How to use SSM and phasor layers
To model long-range temporal structure beyond what LIF dynamics capture, combine your spiking stack with the sequence layers in spyx.ssm (LRU, S5Diag, Mamba, MambaBlock, ChunkedSSM) or the complex-valued layers in spyx.phasor.
The key contract difference: Spyx neurons are stepwise ((x_t, state) -> (out, state), driven by spyx.nn.run), while SSM layers are whole-sequence ((T, B, d_model) -> (T, B, d_model), internally parallelised with jax.lax.associative_scan). You compose them by running the spiking front-end first, then feeding its spike train to the SSM.
Use a single SSM layer
import jax.numpy as jnp
from flax import nnx
from spyx import ssm
rngs = nnx.Rngs(0)
layer = ssm.LRU(d_model=8, d_state=64, rngs=rngs) # Linear Recurrent Unit
u = jnp.ones((128, 32, 8)) # time-major (T, B, d_model)

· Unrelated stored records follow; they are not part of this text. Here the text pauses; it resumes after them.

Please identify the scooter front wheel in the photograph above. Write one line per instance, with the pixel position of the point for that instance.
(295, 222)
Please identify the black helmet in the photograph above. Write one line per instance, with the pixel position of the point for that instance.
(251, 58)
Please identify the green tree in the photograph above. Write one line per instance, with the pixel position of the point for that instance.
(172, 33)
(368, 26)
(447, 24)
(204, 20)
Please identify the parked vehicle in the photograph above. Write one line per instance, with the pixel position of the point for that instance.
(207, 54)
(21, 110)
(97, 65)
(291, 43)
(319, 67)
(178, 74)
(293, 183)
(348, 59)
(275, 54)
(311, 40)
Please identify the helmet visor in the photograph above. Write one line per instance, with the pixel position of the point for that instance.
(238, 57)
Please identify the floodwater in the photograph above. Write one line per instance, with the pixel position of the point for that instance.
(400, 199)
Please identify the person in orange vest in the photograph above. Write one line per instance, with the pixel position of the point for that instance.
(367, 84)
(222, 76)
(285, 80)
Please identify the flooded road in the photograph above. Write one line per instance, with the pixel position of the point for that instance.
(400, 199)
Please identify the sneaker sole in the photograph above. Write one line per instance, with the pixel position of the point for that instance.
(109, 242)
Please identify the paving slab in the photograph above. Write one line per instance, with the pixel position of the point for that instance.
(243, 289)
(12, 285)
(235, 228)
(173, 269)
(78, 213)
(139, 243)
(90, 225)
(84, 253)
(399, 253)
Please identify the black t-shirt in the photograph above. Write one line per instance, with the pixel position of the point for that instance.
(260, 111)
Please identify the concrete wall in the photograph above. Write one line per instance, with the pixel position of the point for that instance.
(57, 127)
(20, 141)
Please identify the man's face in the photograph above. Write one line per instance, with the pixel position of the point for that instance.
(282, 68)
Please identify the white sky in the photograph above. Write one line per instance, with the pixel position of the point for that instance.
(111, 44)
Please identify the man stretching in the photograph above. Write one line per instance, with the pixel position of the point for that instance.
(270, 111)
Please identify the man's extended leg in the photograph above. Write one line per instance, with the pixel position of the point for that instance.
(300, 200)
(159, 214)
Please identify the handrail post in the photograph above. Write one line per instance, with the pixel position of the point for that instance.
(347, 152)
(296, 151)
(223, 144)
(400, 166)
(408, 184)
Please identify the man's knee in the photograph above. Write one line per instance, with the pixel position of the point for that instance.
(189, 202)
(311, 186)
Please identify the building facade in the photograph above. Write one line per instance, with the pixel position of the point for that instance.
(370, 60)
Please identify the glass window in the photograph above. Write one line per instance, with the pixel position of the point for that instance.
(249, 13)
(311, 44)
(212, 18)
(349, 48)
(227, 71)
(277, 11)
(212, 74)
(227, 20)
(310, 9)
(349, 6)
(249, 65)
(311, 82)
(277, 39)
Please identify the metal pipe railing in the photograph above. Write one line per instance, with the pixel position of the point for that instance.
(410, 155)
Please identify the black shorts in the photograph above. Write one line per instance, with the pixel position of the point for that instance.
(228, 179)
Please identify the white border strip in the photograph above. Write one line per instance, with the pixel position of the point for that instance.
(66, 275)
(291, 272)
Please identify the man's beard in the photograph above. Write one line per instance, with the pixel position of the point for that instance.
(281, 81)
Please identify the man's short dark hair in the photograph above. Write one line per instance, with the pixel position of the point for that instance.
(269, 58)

y = layer(u) # same shape, real-valued
The available layers (all time-major, all trainable with a stock optax.adam + nnx.Optimizer loop):
| Layer | What it is |
|---|---|
ssm.LRU(d_model, d_state, ...) |
Linear Recurrent Unit (Orvieto et al., 2023); stability enforced by construction. |
ssm.S5Diag(d_model, d_state, ...) |
Diagonal S4D/S5 with HiPPO-LegS init and learnable log-step — best for long-range tasks. |
ssm.Mamba(d_inner, d_state, ...) |
Selective SSM core (input-dependent Δ, B, C). |
ssm.MambaBlock(d_model, d_state, d_conv, expand, ...) |
Full Mamba block: in-proj → depthwise conv → SSM → gate → out-proj. |
ssm.ChunkedSSM(inner, outer, chunk_size=..., pool=...) |
H-Net-style hierarchy: an inner SSM per timestep plus an outer SSM over chunk summaries. |
ChunkedSSM wraps any two (T, B, D) -> (T, B, D) modules, so the inner/outer pair can mix layer types:
inner = ssm.MambaBlock(d_model=8, d_state=4, rngs=rngs)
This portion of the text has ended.